Reliable data persistence is one of the most crucial and sensitive engineering problems in IT sector. For long, Relational Database Management System (RDBMS) has been a well-established and mature technology, in which data are stored in tables. Although, a so-called entity-relational model is human readable, a good design principle requires data normalization in order to avoid duplications and inconsistencies and eventually to come up with a reliable database scheme. As a side effect, with normalization many table fields start referencing auto-generated foreign-keys and data become “dirtier” for a human to understand.
More importantly, it leads to more complicated join queries which reasonably affect maintainability. Despite the undesired complexity to maintain and query data, relational databases were for long adopted as the appropriate choice as they came with a key feature: ACID support. In short, ACID properties guarantee that once the data was committed, it will be accessible to future queries. The need for ACID motivated the engineers to investigate ways to overcome the problems above. A well-accepted way is to add indexes which make lookups faster, but still data query becomes expensive as long as the data size grows. The negative effect of data size becomes particularly important by bringing also big-data in the foreground, where the query performance degradation becomes a real bottleneck in applications that require a low processing time.
This is one of the main reasons that NoSQL approach was born. NoSQL revolution is about making it possible (and easy) to query more and more data. To do so, some tradeoffs should be applied to make databases faster. As a first thought, ACID was the first requirement to go. Indeed, after all with millions and millions of transactions it’s probably accepted (depending however on the use case) to miss a couple here and there. Another bet was to make it easier to interact with large volumes of data. The “spontaneous” solution to this problem was to popularize different interfaces. Hence, the most implicit of it was the key-value interface. According to this approach, one simply stores a value with a key and later can use that key to access the value. Although this simple method fits well with some use cases, a single value sometimes is opaque and as such, meaningless to the database. If (from the use case point of view) opaque values are not desired, a document-based database could be more appropriate. In short, this case is appropriate to manage semi-structured data and still requires a key that looks up a document. Moreover, one can also look up a document based on its contents which are indexed for faster retrieval.
Based on all mentioned above, it is understood that there is a plenty of database technologies out there that try to deal with a common objective: To minimize the query burden without compromising on the query processing time. In other words, all database technologies focus more on the data processing mechanisms, ignoring the other equally important aspect which is the relationships between data. Indeed, although the relationships are treated as a kind of metadata, they can be viewed as holding valuable information that for some use cases appear to be more important than data.

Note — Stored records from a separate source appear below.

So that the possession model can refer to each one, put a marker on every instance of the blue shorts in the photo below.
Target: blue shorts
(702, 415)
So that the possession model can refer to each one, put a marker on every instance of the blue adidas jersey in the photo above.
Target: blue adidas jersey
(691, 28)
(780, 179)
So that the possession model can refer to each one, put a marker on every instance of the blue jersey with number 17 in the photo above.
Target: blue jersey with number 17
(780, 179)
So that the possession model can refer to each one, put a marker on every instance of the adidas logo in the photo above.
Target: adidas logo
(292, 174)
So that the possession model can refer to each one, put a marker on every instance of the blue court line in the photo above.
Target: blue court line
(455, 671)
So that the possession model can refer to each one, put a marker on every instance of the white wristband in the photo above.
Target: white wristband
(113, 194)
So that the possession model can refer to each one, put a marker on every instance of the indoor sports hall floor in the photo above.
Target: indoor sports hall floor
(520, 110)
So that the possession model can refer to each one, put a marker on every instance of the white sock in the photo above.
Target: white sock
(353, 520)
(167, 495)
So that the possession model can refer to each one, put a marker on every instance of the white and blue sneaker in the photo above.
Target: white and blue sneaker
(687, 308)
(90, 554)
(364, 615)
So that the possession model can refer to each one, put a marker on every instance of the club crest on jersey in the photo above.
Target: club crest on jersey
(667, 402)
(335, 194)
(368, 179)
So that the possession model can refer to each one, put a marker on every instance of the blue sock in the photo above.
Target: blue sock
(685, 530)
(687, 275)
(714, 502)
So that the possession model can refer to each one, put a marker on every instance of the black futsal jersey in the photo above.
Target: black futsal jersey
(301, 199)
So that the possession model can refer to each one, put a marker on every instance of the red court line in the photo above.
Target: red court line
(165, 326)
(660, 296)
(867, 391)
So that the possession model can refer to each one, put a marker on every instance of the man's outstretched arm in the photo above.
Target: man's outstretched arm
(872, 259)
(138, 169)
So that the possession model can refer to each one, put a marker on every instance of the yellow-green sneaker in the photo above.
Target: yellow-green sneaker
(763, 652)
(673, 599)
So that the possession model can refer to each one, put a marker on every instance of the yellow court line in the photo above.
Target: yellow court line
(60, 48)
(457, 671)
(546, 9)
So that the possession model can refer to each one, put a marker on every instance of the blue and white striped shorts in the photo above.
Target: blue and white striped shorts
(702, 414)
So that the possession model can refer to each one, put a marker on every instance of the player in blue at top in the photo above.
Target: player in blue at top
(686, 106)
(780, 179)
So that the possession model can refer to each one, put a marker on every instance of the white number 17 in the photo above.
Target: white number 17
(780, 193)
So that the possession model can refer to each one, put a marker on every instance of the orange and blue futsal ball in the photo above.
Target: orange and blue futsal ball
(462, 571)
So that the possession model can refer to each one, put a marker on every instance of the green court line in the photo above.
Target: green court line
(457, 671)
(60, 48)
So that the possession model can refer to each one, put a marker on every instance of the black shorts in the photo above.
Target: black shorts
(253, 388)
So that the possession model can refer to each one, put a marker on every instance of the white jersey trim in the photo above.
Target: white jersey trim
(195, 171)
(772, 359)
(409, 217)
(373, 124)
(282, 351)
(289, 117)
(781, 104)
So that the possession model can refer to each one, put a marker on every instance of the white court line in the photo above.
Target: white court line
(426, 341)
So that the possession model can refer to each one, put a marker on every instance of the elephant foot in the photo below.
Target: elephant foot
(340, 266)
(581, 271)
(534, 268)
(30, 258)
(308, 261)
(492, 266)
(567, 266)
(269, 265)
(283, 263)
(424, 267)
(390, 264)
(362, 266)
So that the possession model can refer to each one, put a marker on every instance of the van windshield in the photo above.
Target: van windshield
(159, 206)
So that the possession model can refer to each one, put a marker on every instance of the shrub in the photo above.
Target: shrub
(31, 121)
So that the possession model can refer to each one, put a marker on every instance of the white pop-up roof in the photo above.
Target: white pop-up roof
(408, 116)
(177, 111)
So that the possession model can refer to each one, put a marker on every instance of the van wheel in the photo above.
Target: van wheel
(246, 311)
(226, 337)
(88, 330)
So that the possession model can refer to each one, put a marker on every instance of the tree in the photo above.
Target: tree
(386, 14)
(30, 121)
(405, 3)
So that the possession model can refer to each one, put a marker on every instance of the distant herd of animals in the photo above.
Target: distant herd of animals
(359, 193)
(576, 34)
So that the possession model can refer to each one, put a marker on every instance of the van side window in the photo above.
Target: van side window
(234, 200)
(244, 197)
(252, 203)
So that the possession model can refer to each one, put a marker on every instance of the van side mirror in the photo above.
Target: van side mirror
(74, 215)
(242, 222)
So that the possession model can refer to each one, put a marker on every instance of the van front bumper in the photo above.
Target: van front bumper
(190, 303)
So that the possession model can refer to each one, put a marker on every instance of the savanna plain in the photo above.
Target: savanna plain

By the end of this training, a participant is expected to be able to:
- Explain the main differences of RDBMS and NoSQL technologies
- Explain the pros and cons of each NoSQL model, from deployment complexity point of view, as well as from the API point of view.
- Be confident to cope with Shell commands and software implementation using NoSQL databases.
- Be confident to make the correct design decisions in a real-world problem that involves NoSQL.
- This specific Code.Learn program lasts 3 days (Thursday, Friday & Saturday) with 16 hours of lectures and hands-on exercise on a real life project.
Key Objectives – Curriculum (High level)
The core perspectives of this program will be to present, explore and adequately cover with extended real-life business case studies & industry scenarios the following aspects:
- RDBMS vs. NoSQL Alternatives
- Document space model
- Key – value model
- Architecture Overview, Key Features, Data model, API, Demo
The lessons can be carried out:
- Inside a physical classroom with an instructor,
- In an online environment as a virtual classroom, with live connection with the instructor through video conferencing; or lastly,
- A combination of both physical and online.
The method of teaching will depend on the current conditions, and also on the participants’ preferences.
Regarding online, the instructor provides the taught material through screen sharing, live broadcast, or by working on the cloud where attendees can see and interact with everything in real-time. Attendees themselves can seamlessly and actively participate and ask questions, as they would in a physical classroom. Additionally, they can collaborate in team projects and deliver assignments and hands-on projects that the instructor can see and provide feedback easily and without delays.
Data engineers, database engineers, DBAs, DW engineers, developers, computer scientists, software engineers and developers are welcome to participate to this code.learn program and unlock the full potentiality of the topics taught by upskilling their future career.